The company says it currently runs serial production at a rate of up to 70 systems per month and plans to push that figure past 150 systems monthly starting this July, a jump that would more than double its output in a matter of weeks rather than years. That kind of production ramp reflects just how much demand for ground robotics has grown across Ukraine’s military over the past year, with Ukrainian Defense Forces data showing more than 9,000 robotic ground missions carried out in a single month earlier this year, up from under 3,000 missions per month less than a year and a half ago, as more frontline units adopt robots for logistics runs and casualty evacuation that used to require exposing soldiers directly to enemy fire.
Trinity says its robots are deployed in nearly every frontline sector and are currently in use by more than 20 separate Ukrainian military units, operating under government contracts alongside direct cooperation with the armed forces. That deployment runs through formal channels rather than informal battlefield adoption alone, with Trinity working directly with Ukraine’s Defense Procurement Agency and the State Service of Special Communications and Information Protection, and the company has also completed NATO codification for its systems, a standardization process that certifies a piece of military equipment meets alliance technical and logistics standards, making it easier for NATO member militaries to evaluate, purchase, or integrate the platform into their own forces.
“Our mission is to replace humans in dangerous environments with reliable robotic systems,” said Oleksii Konik, co-founder of Trinity Robotics. “Ground robots are no longer an experimental technology, they are becoming a critical part of modern warfare and a tool for saving lives on the battlefield. We are proud to welcome Defence Builder, Front Ventures and Hede Capital as partners. Their commitment demonstrates growing international confidence in Ukraine’s defence technology sector and supports our mission to replace soldiers in dangerous environments with reliable robotic systems. We are grateful to Axendra for its support throughout the fundraising process and for helping establish this strategic partnership.”
Front Ventures, a Nordic defense-focused investment firm headquartered in Sweden, has built its recent strategy specifically around backing early-stage companies building deployable, frontline-relevant technology, with a strong operational focus on Ukraine that includes appointing a dedicated local investment manager and establishing legal cooperation with a Lviv-based law firm earlier this year. The firm, listed on Sweden’s NGM Nordic SME exchange, carried a market capitalization of roughly SEK 250 million as of May 2026 and raised SEK 52 million that same month, giving it fresh capital to deploy into exactly the kind of early-stage defense technology bet that Trinity Robotics represents. Front Ventures has indicated it may participate further in Trinity’s financing later in 2026, suggesting this initial investment could be the opening move in a larger funding relationship rather than a one-time transaction.
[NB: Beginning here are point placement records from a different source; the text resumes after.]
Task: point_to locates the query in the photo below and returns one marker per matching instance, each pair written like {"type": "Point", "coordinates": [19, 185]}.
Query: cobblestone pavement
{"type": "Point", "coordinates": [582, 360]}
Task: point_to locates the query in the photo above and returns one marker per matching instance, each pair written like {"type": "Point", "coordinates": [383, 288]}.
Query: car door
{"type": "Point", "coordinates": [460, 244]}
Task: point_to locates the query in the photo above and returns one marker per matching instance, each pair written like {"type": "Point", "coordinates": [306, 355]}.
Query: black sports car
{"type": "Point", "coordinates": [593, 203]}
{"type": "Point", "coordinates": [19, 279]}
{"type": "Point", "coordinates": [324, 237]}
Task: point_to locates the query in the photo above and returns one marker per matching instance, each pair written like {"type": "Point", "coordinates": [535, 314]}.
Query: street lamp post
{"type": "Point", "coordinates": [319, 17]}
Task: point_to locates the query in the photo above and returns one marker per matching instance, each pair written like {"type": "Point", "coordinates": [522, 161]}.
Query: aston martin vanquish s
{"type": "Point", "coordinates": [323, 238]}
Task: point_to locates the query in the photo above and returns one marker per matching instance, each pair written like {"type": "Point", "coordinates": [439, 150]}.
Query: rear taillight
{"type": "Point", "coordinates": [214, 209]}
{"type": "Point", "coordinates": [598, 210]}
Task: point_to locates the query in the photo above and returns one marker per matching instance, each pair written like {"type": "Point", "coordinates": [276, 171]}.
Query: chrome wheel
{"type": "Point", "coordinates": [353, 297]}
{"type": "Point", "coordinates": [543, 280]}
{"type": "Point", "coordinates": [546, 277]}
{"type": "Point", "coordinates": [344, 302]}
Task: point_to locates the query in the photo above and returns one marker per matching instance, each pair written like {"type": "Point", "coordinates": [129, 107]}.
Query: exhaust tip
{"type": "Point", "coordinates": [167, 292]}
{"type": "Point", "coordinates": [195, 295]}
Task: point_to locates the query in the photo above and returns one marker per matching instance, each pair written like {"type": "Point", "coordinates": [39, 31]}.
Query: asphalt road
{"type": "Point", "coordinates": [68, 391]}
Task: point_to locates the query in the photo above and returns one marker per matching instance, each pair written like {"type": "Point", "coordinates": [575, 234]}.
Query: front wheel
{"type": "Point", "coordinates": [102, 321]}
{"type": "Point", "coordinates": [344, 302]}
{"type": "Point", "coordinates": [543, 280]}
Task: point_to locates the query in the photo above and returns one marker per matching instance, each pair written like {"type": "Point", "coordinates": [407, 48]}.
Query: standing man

“Front Ventures sees a growing need for investment in unmanned ground systems,” said Jonas Malmgren, representative of Front Ventures AB. “Ground robots will play an important role in reducing risks for military personnel on the frontline, and we are pleased to support in scaling production.”
Trinity’s fundraise also benefited from Ukraine’s increasingly organized defense innovation ecosystem, with the deal made possible through support from Brave1, the Ukrainian government’s state defense technology cluster that connects startups with funding, testing opportunities, and military end users, and advisory support from Axendra, a defense technology advisory platform that specializes in matching investors with high-potential defense companies. That kind of structured pipeline between battlefield-tested startups and Western capital has become an increasingly well-worn path for Ukrainian robotics firms over the past year, with companies including Tencore, DevDroid, and Ukrainian Armor each announcing major European industrial partnerships or foreign investment deals in recent months as demand for combat-proven ground robots spreads well beyond Ukraine’s own procurement budget.